Any tips what could cause this and how to improve?

  • 1
    Use the virtio NIC drivers! – Michael Hampton Jan 3 '16 at 15:11
  • @MichaelHampton Doesn't change anything. Also I don't see any reason why it should work better than using native hardware. – Hans Böhm Jan 3 '16 at 18:26
  • ADDITIONAL INFORMATION: As I think, that interrupts in windows are causing the high load on the host i tried investigating with: xperf -on base+interrupt here is the result: screenshot of Windows Performance Analyser Don't really know what i expected, but in my opinion hal.dll show far to much Idle(0) items (count 3357 of 4190). – Hans Böhm Jan 4 '16 at 18:25

I had similar problem in the past, with IRQ storming in the guest and high load on the host. You must isolate what, in the guest, is storming the CPU. Prime candidate are both the MSSQL instance and the hal.dll library.

To debug, follow these steps:

  • stop your MSSQL instance. Do the host load decrease? If so, you found the culprit. The point is that MSSQL use an high timer frequency (1ms), even when idle. On bare metal this is not an issue (the system will simply use some more watts), but on virtualized one can be a concern. If possible, you should identify what timer source Windows is using and try to swith between the available ones. As a workaround, a patch exists to raise the clock timer interrupts to 12ms. For more information, see here and here.
  • if point n.1 brings no benefits, maybe the problem is HAL-related. I see you are using two vCPU; try to start the VM with a single vCPU. Do that change anything? If no, do a screenshot of Windows's hardware tab (expanding the HAL node) and report back here.
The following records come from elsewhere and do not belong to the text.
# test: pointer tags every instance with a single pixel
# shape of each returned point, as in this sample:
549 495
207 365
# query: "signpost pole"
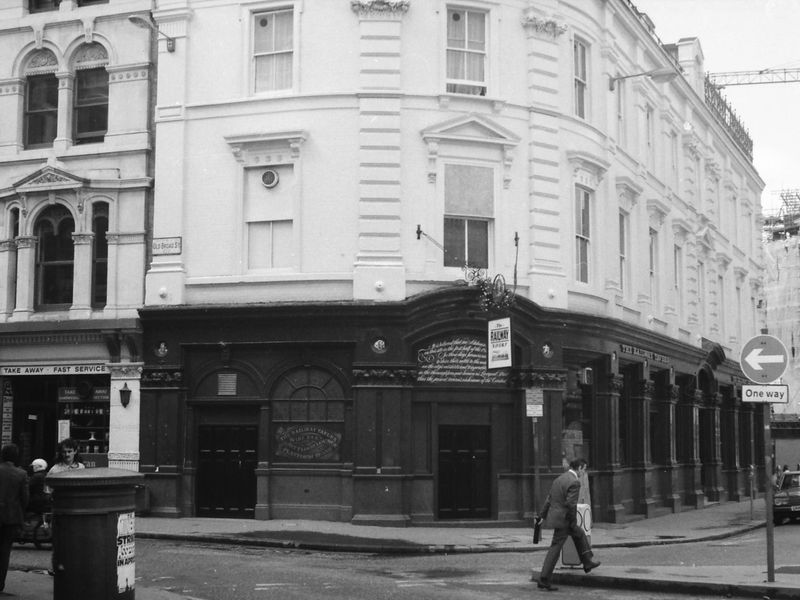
768 470
763 360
EDIT: Ok, it seems that nor MSSQL nor HAL is the root cause of your host load. Go ahead to the second debug phase:

  • stop your virtual machine and remove, from its definition, all USB devices. Restart the machine and check host load: it changed?
  • if no, please use the powertop utility to monitor host's CPU activity. Here you should see what software routine / interrupt is serviced the most. Run in 30 seconds and report back here.
  • **ad 1. ** MSSQL is not the culprit. Stopping the instance doesn't show any effect. BTW Traceflag -T8038 is already set. Switching windows timer source doesn't show an influence either. **ad 2. ** booting the machine with a single vCPU has no influence. Though i expected it to only show half of the CPU load on the host then. – Hans Böhm Jan 6 '16 at 10:15
  • screenshot of device manager – Hans Böhm Jan 6 '16 at 10:21
  • I've edited my answer. – shodanshok Jan 7 '16 at 8:49

I've found the culprit. We've an USB-over-IP Server (Longshine LCS-US204) in our environment. The client software was installed on that specific VM. After uninstalling the client software the CPU load on the host went down to an adequate level. Seems that it was searching for connections all the time. Removing all virtio-serial devices brought another small improvement, now host load is at about 2-3 % when windows is idle. Thanks for your help.